恋の雨宿り


雨が降る日は嫌なことばかり。
外で遊べないし、ジメジメしてるし良い事なんて1つもないそれなのに雨に感謝することが起こるなんて。その時の私は何も知らない。


6月、丁度梅雨シーズン。
私は東京の香魅坂学園に転校して来た。
初日が肝心。絶対にぼっちはヤダ!
担任の早川先生に呼ばれたら教室に入って自己紹介。練習したから大丈夫!


「じゃあ入ってきて。」


よし!行くぞ〜!気合いを入れて思いっきり扉を開ける。もちろん皆が私に注目している。こんなので怖気付くわけないでしょっ。


「春衣 菜野花(ハルイ ナノハ)です!新潟県から引っ越して来ました。今日からよろしくお願いします!」


クラスの皆が笑顔で拍手をしてくれた。
ふぅ、噛まずに言えた自分を褒めたい。
とりあえず馴染めるかな。


「では、春衣さんの席は美波さんの隣です。美波さん手を挙げて。」


美波さんの席は1番後ろの窓側。私はその右隣。
正直めっちゃ嬉しい!しかも美波さんちょー可愛い。栗色の髪に下ツインテール。空色の瞳。

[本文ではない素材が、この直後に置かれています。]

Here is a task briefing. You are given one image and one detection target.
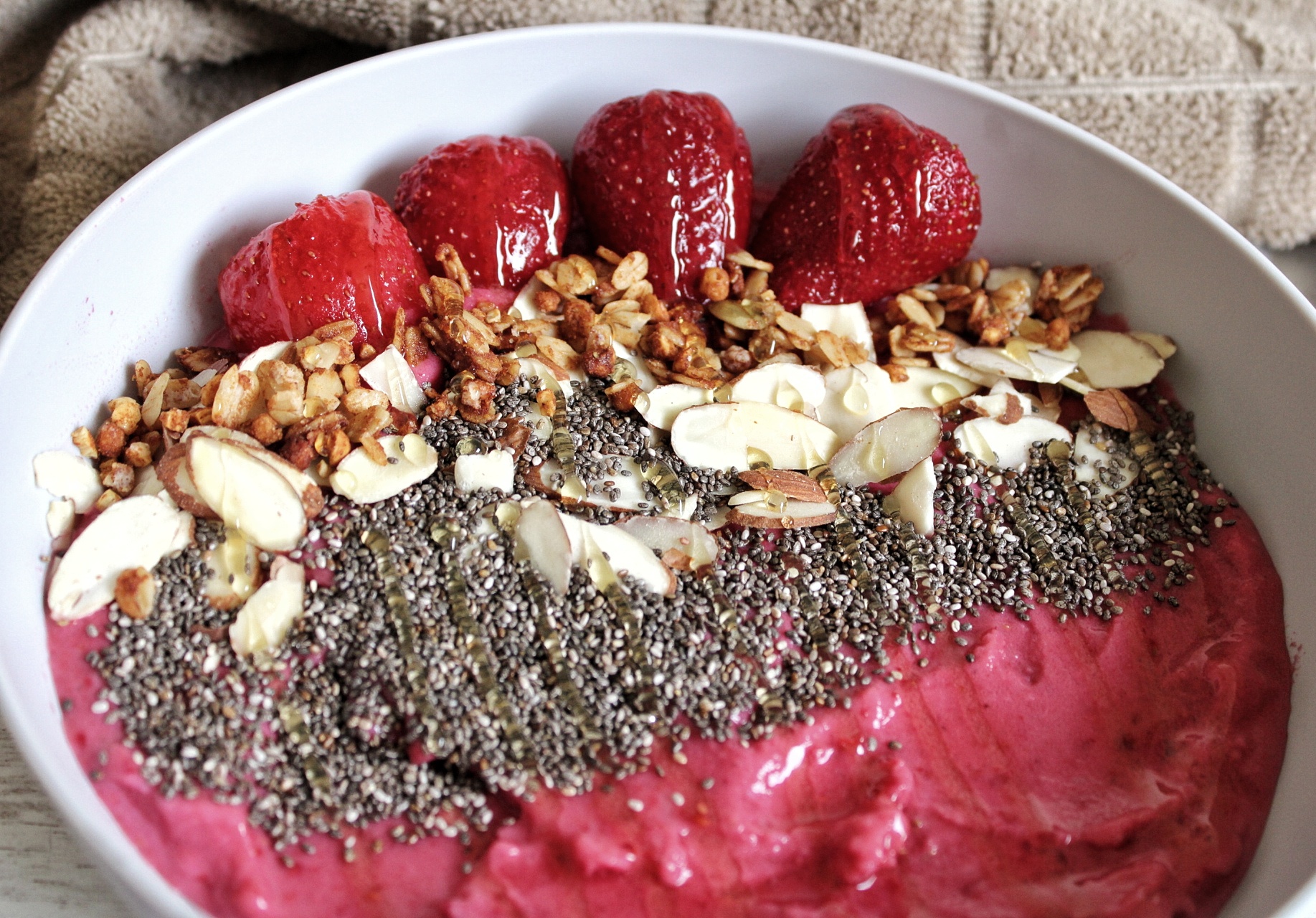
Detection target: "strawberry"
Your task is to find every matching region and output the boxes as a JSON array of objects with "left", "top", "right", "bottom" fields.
[
  {"left": 752, "top": 105, "right": 982, "bottom": 308},
  {"left": 394, "top": 134, "right": 571, "bottom": 289},
  {"left": 219, "top": 191, "right": 429, "bottom": 351},
  {"left": 571, "top": 90, "right": 754, "bottom": 300}
]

「私は美波 夏希(ミナミ ナツキ)。今日からよろしくね!分からない事があったら私に任せて!」
「ありがとう!よろしくね〜。」


夏希ちゃんか〜。絶対いい子。声も高めでおっとり。おまけに優しいて最高か?


「はい。では授業を始めます。今月はテストあるからしっかり取り組む。」


あぁ、一気に現実。とにかく、初日はちゃんと授業受けようかな。憂鬱になりながらもカバンから教科書を取り出した。